We can use it to calculate the :math:`\chi` torsion angles too. R2 is
leucine, so we can calculate the :math:`\chi_1` and :math:`\chi_2`
angles:

.. code:: ipython3

    r2.atoms




.. parsed-literal::

    OrderedDict([('N',
                  <Nitrogen Atom (N). Coordinates: (-5.186, -2.004, -31.807)>),
                 ('CA',
                  <Carbon Atom (CA). Coordinates: (-4.911, -3.362, -31.310)>),
                 ('C', <Carbon Atom (C). Coordinates: (-5.985, -4.346, -31.786)>),
                 ('O', <Oxygen Atom (O). Coordinates: (-5.650, -5.434, -32.255)>),
                 ('CB',
                  <Carbon Atom (CB). Coordinates: (-4.788, -3.418, -29.770)>),
                 ('CG',
                  <Carbon Atom (CG). Coordinates: (-3.838, -2.437, -29.061)>),
                 ('CD1',
                  <Carbon Atom (CD1). Coordinates: (-3.653, -2.831, -27.613)>),
                 ('CD2',
                  <Carbon Atom (CD2).
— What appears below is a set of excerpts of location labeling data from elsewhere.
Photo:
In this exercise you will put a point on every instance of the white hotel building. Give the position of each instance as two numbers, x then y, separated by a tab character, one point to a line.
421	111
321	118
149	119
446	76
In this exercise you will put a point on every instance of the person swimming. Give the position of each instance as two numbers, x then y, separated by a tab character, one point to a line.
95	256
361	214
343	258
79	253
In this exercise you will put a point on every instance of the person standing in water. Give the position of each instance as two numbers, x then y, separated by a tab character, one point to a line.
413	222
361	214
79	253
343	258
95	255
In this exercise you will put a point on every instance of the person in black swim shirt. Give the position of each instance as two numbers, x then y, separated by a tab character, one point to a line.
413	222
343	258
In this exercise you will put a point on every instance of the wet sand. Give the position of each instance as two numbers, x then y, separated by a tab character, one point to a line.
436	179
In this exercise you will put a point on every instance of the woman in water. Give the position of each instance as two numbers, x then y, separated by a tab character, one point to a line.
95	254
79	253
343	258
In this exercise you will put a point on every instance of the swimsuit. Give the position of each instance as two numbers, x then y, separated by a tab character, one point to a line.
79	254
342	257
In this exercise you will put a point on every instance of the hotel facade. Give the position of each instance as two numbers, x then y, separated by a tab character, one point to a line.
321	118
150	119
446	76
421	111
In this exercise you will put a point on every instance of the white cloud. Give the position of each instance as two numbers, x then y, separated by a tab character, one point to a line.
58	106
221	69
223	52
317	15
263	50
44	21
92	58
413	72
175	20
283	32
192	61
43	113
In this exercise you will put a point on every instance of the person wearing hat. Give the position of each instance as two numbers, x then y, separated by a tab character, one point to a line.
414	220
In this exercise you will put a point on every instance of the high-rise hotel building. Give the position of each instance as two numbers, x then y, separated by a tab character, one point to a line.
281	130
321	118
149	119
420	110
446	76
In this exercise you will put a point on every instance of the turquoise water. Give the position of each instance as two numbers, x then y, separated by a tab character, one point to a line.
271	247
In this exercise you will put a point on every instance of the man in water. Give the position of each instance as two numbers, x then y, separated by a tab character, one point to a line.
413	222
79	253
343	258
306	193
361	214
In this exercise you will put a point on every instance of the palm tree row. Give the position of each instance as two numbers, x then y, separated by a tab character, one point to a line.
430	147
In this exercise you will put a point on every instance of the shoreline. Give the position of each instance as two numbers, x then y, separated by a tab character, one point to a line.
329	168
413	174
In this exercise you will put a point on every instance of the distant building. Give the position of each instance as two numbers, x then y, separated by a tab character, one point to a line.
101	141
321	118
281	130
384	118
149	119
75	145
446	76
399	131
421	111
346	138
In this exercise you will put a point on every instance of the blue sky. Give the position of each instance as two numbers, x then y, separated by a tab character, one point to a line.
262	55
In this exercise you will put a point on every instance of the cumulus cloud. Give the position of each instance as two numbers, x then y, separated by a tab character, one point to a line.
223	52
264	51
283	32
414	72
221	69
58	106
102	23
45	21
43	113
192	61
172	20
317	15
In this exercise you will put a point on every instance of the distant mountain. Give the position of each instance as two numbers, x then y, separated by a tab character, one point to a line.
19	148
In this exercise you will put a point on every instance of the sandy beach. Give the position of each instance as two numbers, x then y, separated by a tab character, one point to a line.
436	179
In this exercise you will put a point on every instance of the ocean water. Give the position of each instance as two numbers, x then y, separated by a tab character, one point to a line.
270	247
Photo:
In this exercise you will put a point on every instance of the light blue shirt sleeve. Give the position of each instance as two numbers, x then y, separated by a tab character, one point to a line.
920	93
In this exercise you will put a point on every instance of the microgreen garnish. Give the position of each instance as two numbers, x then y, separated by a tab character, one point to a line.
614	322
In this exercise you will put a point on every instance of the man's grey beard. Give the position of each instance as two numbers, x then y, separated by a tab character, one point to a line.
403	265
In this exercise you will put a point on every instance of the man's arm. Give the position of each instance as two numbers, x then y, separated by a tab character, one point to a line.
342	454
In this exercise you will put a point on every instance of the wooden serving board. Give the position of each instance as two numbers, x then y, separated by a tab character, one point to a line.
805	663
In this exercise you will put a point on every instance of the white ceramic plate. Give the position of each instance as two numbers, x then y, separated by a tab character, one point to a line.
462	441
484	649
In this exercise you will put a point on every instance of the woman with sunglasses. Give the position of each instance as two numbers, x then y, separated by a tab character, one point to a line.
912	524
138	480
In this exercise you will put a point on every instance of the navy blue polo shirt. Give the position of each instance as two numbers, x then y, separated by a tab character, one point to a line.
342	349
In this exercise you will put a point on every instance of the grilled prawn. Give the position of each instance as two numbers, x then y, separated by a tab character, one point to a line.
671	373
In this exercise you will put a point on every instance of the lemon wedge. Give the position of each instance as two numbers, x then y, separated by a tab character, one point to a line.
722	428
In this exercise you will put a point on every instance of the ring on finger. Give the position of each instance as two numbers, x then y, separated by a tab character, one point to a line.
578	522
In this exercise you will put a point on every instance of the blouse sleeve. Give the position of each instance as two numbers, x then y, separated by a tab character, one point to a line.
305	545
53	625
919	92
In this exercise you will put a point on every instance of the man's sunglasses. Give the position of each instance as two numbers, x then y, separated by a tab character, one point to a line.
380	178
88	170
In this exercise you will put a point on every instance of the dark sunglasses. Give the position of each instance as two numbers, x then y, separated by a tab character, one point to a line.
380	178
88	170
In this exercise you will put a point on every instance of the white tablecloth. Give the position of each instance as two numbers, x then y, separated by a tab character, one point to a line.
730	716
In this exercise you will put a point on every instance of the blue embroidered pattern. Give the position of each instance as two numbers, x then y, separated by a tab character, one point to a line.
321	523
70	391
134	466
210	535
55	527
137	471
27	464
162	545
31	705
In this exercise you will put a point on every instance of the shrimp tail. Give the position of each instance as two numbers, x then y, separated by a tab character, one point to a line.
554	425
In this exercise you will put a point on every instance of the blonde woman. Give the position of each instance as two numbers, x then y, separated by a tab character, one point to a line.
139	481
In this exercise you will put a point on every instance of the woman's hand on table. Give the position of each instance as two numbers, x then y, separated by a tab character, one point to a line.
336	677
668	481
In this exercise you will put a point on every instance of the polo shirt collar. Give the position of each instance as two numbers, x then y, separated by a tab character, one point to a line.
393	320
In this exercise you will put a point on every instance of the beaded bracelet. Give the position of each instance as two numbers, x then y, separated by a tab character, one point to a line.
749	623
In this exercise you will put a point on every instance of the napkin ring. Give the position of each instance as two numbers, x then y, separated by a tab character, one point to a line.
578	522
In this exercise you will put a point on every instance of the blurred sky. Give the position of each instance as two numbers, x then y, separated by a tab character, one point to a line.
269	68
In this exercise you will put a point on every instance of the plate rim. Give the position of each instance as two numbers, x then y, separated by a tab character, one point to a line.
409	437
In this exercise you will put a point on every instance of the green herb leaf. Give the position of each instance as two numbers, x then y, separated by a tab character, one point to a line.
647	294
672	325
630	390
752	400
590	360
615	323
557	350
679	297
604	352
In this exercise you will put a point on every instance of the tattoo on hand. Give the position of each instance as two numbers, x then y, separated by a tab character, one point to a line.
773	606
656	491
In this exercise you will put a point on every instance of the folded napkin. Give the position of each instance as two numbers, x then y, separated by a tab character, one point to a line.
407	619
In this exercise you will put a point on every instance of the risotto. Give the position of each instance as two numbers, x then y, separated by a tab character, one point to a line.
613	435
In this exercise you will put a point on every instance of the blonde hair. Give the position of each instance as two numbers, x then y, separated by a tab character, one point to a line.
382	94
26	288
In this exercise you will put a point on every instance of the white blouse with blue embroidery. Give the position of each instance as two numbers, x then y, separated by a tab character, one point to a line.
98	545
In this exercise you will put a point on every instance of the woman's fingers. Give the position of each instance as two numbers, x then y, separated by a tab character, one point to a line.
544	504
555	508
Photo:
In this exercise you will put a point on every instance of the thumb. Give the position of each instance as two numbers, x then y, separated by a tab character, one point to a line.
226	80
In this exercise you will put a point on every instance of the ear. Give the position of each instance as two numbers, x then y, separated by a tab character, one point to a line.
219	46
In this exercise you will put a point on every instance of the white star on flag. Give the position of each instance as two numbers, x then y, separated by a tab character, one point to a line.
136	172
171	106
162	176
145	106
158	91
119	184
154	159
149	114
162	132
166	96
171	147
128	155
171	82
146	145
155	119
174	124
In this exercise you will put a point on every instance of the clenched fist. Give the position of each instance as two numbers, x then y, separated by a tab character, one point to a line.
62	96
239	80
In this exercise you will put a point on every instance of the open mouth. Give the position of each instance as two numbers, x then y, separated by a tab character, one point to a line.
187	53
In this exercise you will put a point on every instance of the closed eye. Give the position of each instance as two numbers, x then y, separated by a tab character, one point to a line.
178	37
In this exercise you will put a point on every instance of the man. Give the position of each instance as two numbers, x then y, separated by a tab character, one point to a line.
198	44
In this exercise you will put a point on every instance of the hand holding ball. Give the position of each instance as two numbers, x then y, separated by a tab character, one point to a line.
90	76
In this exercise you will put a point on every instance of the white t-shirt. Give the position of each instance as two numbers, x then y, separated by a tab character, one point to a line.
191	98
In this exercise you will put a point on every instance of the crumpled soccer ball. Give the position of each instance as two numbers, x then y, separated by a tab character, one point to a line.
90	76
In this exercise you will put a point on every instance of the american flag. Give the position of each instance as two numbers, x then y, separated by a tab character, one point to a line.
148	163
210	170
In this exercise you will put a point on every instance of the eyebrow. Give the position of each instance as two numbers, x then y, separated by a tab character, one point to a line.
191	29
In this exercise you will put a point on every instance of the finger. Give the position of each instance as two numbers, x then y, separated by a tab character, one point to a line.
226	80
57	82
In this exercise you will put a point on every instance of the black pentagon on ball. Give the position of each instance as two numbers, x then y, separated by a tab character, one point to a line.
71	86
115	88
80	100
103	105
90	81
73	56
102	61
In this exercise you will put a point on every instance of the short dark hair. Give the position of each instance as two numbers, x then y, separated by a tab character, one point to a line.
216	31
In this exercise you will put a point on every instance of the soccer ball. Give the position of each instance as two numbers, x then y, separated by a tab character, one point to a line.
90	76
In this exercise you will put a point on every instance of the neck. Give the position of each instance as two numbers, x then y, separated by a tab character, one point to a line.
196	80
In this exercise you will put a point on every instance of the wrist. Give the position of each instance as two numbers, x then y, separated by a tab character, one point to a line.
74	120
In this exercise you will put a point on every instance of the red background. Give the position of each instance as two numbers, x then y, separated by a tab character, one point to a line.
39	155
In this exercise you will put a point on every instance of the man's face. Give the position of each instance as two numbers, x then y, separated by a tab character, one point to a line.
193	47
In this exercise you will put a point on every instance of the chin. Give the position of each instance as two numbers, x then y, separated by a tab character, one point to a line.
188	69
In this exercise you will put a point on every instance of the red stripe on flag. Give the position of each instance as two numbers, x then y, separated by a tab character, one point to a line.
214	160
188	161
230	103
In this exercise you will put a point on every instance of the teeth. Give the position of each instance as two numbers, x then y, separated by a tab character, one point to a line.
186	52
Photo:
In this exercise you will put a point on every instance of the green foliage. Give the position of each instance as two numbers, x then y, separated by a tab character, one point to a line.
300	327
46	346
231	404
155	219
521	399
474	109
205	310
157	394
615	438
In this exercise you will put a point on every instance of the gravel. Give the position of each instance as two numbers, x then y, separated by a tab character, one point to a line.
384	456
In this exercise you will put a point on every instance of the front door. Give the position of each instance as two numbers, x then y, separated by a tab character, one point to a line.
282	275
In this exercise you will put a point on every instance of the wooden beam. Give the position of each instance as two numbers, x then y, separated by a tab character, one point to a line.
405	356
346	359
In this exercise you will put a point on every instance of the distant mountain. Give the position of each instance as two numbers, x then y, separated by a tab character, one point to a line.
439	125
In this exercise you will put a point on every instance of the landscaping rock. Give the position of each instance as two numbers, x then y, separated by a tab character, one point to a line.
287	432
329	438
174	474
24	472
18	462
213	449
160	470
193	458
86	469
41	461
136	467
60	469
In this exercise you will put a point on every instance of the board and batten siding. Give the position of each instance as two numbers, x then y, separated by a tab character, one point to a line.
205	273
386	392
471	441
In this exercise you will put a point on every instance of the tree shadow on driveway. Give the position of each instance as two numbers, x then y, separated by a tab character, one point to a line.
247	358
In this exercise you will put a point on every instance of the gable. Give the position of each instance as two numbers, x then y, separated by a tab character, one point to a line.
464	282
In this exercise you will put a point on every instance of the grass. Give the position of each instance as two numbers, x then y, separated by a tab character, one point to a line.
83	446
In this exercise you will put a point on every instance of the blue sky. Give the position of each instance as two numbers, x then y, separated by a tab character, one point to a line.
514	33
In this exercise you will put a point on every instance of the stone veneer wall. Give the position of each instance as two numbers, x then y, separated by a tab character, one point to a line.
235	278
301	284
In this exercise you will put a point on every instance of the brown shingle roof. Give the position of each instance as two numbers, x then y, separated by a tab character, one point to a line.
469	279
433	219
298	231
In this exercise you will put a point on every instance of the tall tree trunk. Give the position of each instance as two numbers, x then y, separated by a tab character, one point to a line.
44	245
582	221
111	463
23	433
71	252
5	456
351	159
Coordinates: (-2.478, -2.359, -29.736)>)])



.. code:: ipython3

    chi1 = ampal.geometry.dihedral(r2['N'], r2['CA'], r2['CB'], r2['CG'])

.. code:: ipython3

    chi2 = ampal.geometry.dihedral(r2['CA'], r2['CB'], r2['CG'], r2['CD1'])

.. code:: ipython3

    print(chi1, chi2)


.. parsed-literal::

    -51.38040366349739 -168.70006206564494


Our simple analysis shows that the leucine residue is in the
gauche-/trans conformation.

6. Summary and activities
-------------------------

There are lots of tools for making complex selections in ampal. Combined
with the tools for geometry, detailed analysis can be performed on these
selections.

1. Find all the residues that are:

   1. within 5 Å of crystal water.
   2. *not* within 5 Å of crystal water.

2. Find how many cis-peptide bonds there are in this structure.
3. Perform these activities on another PDB file.